Production and Decay of Strange Particles

The Outer Limits (1963)

Production and Decay of Strange Particles, written and directed by Leslie Stevens.

A tale ripped from recent scientific literature: experimenting with subatomic particles collected from distant mysterious quasars, the scientist at the atomic lab has opened a breach to another dimension and these energetic particles are taking over the staff and melting anything that gets in their way. They always form a chain of beings: chain reaction!

Our scientist has called up what he cannot put down again, which Lovecraft would have warned him against. He falters badly until his brave and loyal wife stiffens him up and he cobbles together the necessary bomb.

Awkward and padded, but consistently menacing. No one likes trouble at the atomic lab. We spend a lot of time messing with radiation suits and hauling around lead shielding. The explosion at the end involves a time-reversal effect, so the explosion didn't really happen but solved the problem anyway.

Filling in some time there is a remarkably eerie sequence: for some reason the particle-beings are hauling the bomb back into their works and as it passes all face and sort of salute it, as if it were a holy relic.

Tales of mystery and imagination are always going to the boundaries: first unexplored continents, then the ocean floor and outer space, and finally other dimensions and the "quantum realm" of the Marvel universe. What is happening in the depths beneath matter: that is always going to be strange.

Returning: George Macready from The Invisibles, Robert Fortier from Controlled Experiment, and Allyson Ames from The Galaxy Being.

Leonard Nimoy is one of the lab technicians: don't get attached to him.

Photographed by Kenneth Peach.
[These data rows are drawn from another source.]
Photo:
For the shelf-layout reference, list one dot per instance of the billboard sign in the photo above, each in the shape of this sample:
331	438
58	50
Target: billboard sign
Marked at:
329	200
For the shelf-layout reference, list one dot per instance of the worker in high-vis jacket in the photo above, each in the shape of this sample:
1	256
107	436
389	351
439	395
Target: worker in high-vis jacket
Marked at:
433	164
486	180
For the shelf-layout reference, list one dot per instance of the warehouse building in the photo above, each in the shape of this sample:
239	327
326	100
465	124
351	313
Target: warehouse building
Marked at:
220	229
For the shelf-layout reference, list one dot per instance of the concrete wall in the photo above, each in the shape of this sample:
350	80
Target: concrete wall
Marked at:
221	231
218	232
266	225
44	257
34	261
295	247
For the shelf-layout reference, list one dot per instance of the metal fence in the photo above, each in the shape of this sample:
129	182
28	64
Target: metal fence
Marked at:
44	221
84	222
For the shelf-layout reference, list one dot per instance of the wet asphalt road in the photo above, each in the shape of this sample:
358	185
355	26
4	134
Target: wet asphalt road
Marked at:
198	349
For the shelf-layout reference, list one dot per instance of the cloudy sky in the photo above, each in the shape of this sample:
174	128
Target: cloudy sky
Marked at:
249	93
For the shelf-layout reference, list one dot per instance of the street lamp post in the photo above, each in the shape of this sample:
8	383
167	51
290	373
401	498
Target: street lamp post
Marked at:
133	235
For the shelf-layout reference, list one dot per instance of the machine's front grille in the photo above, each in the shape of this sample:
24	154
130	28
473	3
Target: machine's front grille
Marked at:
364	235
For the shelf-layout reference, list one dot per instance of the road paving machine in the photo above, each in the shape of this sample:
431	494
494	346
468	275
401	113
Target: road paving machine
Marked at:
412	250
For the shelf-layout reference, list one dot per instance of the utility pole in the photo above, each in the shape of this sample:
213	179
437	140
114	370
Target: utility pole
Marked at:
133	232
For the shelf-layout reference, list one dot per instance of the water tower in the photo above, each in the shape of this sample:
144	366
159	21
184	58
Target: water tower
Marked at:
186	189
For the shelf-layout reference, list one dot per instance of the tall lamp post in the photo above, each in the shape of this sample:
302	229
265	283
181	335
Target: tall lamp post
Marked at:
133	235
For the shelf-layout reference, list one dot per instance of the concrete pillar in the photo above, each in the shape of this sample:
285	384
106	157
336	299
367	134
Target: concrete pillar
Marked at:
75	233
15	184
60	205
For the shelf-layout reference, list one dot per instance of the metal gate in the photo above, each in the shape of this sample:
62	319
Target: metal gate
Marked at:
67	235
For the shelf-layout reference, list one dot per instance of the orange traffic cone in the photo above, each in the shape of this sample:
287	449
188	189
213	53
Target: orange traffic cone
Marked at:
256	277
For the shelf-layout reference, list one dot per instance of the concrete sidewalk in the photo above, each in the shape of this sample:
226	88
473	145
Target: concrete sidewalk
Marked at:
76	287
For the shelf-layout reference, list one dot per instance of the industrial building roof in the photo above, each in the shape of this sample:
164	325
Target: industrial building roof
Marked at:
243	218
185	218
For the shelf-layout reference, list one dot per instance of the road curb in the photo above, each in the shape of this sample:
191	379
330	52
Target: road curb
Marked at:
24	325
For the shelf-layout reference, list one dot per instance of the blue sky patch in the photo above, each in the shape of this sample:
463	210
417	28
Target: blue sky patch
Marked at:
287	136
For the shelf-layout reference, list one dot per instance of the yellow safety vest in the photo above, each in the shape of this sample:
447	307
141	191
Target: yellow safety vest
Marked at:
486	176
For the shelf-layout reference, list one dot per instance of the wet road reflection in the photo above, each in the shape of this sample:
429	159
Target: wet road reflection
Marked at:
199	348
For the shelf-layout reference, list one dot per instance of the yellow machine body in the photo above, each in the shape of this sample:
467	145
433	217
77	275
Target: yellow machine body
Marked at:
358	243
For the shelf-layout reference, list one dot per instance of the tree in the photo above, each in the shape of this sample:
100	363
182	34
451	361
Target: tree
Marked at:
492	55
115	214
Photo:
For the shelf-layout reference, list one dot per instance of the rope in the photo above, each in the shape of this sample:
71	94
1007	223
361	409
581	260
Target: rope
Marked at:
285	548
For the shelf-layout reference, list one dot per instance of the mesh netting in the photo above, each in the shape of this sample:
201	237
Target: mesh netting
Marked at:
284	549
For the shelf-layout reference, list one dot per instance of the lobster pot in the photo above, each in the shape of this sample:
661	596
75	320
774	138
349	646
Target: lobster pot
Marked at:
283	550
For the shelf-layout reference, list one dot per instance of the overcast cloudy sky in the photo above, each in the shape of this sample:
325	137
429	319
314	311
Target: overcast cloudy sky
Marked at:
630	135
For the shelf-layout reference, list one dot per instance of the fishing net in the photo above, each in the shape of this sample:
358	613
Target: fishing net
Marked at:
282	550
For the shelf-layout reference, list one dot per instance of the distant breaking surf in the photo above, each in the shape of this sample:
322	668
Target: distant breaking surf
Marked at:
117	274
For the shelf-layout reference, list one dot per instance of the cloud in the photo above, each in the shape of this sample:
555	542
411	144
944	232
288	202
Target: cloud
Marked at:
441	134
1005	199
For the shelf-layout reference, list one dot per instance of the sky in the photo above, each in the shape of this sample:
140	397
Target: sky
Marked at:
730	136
Dominic Frontiere really kicks up the tension and climax music (which has to go on a long time to cover the padded action).

The Blu-ray commentary track by Tim Lucas offers an intriguing speculation: that this episode was written so quickly and under such stress by Leslie Stevens that it is almost automatic writing, revealing much autobiographical detail.

Like our scientist the author doubts his own powers and his ability to wrestle these strange elements into a coherent story.

This episode was his last contribution to the series he created.